Sikh Motorcycle Club - Photo by Naomi Harris
Shaping Canada: Exploring Our Cultural Landscapes
June 8 to November 18, 2012
Are you a part of a cultural landscape? The Canadian Museum of Immigration at Pier 21 invited visitors to find out by exploring the temporary exhibition Shaping Canada: Exploring Our Cultural Landscapes. Visitors discovered the ways groups and individuals maintain and produce their cultural identities in Canada.
The exhibition featured contemporary portrait photography by Naomi Harris, archival images, oral histories, artifacts and visitors’ participation. It highlighted Canada’s cultural landscapes through seven case studies around key ideas like family, faith, food, recreation and neighbourhood. The result showed aspects of how people create, maintain and experience cultural landscapes across Canada.
On May 5, 2015, the Museum reopened to the public. We are pleased to announce that the Wheel of Conscience monument is now on display on the ground floor.
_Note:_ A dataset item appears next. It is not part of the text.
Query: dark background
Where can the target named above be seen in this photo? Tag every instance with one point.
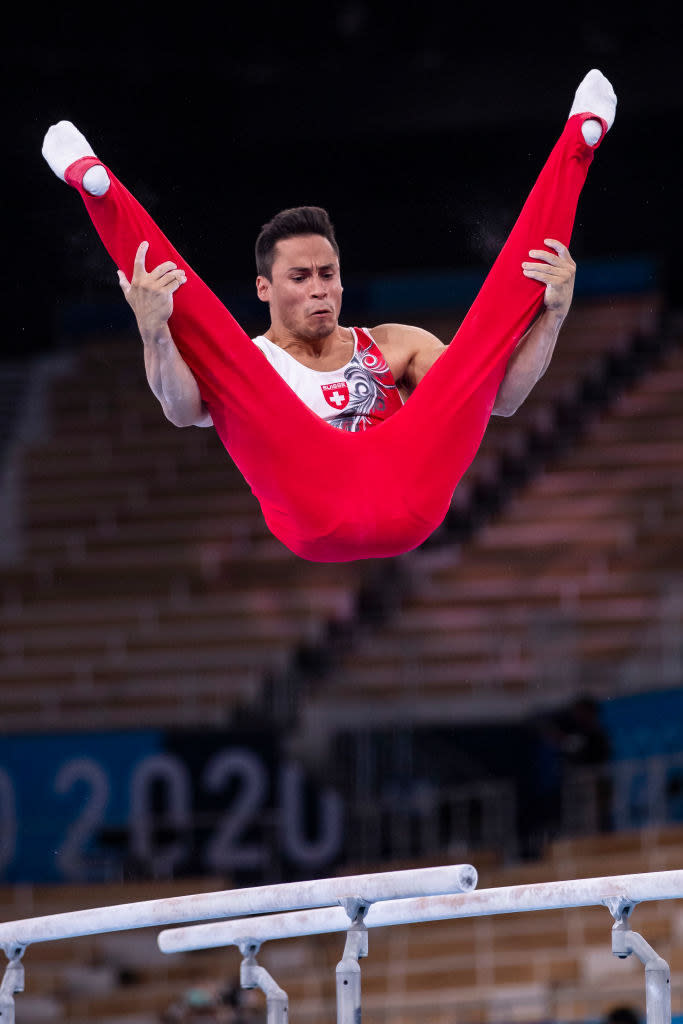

The Honourable Jason Kenny, Minister of Citizenship and Immigration, and Daniel Libeskind, architect, unveil the Wheel of Conscience on January 20, 2011. © SteveKaiserPhotography.ca
Commemorating the St. Louis Voyage
The Wheel of Conscience monument is on display in Canadian Museum of Immigration at Pier 21’s Rudolph P. Bratty Hall. The Wheel of Conscience monument was developed through a partnership between the Canadian Jewish Congress and Citizenship and Immigration Canada to commemorate the story of the St. Louis. The monument was designed by world renowned architect Daniel Libeskind, who was born in Poland and is the son of Holocaust survivors. In his artist statement, Libeskind describes the wheel as driven by gears which are symbolic of both the gears of a ship and the “gears” of government. The words hatred, racism and xenophobia are represented on three gears smallest to largest. These gears combined, move the largest and most prominent gear of antisemitism. The rotating gears fracture and reassemble the image of the ship at set intervals. The gears represent the vicious circle that brought tragedy to so many lives and dishonor to Canada. Entrance to Rudolph P. Bratty Hall is included in Museum admission.
Community Presents Program
The Canadian Museum of Immigration at Pier 21’s Community Presents program encourages cultural groups to create their own exhibitions and tell their own stories, while celebrating themes related to immigration, cultural diversity, cultural heritage and identity.